The data shows 225 new residential properties have been created in Whanganui this year, spread fairly evenly across the city, and 35 new commercial properties, mostly in the Mill Road area.

Mike Fermor says he wants to highlight that 7.9% is the average residential rates rise and there have been considerable variations due to the recent district-wide revaluation by independent valuers QV.

“The big variations this year are caused by land values increasing more in traditionally lower-priced areas like Aramoho, Castlecliff and Gonville, than in higher-priced areas like Springvale and St John’s Hill.

“Yet even with the gap closing, lower-priced properties still pay less in rates than higher-priced properties.”

Whanganui Mayor Andrew Tripe says he is pleased the council has been able to deliver a rates rise that sits mid-range in the national context, especially given the cost pressures the council has been facing with inflation, interest hikes and construction costs – but he’s concerned about rising rates for people in our community who are struggling.

“We managed to deliver a mid-range figure by going through the books line-by-line and making cuts and deferrals to our work programme. And already we can see the economic pressures won’t be easing any time soon, with a double digits rates rise forecast for the 2024/25 rates year.

“In my view this is unacceptable and, as Mayor, I’m committed to improving the situation for our community by continuing to lobby central government to review the rating system which is affecting all councils across New Zealand.
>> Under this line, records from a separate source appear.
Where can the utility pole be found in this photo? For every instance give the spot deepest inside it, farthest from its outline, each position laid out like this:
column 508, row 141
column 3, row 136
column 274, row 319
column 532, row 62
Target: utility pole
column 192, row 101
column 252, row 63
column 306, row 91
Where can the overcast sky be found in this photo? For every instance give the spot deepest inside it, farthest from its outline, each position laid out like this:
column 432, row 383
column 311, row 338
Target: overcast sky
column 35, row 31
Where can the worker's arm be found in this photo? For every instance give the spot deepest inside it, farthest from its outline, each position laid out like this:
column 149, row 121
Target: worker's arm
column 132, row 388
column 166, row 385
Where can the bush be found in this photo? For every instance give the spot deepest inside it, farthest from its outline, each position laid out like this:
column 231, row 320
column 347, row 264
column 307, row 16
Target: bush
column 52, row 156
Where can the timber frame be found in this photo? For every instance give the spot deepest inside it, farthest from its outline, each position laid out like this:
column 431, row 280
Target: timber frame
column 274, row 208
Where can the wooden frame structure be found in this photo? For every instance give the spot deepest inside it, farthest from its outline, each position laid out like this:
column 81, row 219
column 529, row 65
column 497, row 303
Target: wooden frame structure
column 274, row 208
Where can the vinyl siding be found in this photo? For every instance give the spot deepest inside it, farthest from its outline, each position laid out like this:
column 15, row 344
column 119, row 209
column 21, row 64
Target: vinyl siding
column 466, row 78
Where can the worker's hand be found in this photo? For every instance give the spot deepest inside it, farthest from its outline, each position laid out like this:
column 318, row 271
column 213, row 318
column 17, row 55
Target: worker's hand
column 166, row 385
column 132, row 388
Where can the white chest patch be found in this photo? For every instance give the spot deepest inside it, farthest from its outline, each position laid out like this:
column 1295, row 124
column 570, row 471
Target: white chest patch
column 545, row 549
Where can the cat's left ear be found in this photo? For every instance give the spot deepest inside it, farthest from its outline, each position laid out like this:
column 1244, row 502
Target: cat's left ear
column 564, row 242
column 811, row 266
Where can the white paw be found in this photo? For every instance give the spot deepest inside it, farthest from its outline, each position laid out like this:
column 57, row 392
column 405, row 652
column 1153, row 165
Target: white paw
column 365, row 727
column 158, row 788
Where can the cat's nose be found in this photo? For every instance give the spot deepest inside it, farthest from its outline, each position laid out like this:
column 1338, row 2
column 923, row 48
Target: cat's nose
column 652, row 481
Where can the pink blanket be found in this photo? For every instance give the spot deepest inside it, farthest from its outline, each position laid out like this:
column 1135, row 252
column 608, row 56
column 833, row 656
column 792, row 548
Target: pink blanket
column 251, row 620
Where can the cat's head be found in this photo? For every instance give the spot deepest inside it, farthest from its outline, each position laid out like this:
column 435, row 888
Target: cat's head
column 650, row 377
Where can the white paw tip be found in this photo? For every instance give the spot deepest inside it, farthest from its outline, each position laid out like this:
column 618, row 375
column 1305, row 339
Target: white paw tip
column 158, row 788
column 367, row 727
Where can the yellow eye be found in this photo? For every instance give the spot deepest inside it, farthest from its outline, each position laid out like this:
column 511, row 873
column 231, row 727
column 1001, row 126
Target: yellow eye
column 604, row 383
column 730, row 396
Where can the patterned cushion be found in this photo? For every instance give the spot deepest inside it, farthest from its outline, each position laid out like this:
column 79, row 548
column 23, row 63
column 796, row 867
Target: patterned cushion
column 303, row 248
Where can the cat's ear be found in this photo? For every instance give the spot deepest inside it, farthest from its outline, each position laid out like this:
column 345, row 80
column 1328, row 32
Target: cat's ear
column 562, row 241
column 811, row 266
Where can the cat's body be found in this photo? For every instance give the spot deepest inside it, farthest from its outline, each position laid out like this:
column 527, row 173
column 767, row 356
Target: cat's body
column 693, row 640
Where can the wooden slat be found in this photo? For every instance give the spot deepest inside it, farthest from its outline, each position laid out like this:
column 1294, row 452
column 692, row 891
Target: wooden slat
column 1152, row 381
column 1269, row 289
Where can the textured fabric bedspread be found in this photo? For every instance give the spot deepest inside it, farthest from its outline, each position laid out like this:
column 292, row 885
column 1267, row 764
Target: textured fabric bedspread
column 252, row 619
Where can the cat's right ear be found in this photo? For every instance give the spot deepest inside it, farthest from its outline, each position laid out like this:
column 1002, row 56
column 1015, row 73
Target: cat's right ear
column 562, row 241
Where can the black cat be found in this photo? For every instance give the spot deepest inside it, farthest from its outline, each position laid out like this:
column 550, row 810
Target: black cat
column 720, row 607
“Right now the great news is the significant number of new properties in our district. This isn’t a surprise because looking around we can see business activity in Whanganui is strong, our district is thriving and Whanganui is perceived as a great place to live.

“Having new people here not only makes our rates cheaper, it also benefits us in many ways, with new ideas, diversity and energy coming to our district.”

The rates were formally adopted at the Tuesday, 11 July council meeting, putting in place decisions made in the annual plan which was adopted on Tuesday, 27 June.

Rates notices for the 2023/2024 financial year will be sent to households in early August. The information for your household is available now on the ‘Property Rating Search’ section of Whanganui District Council’s website.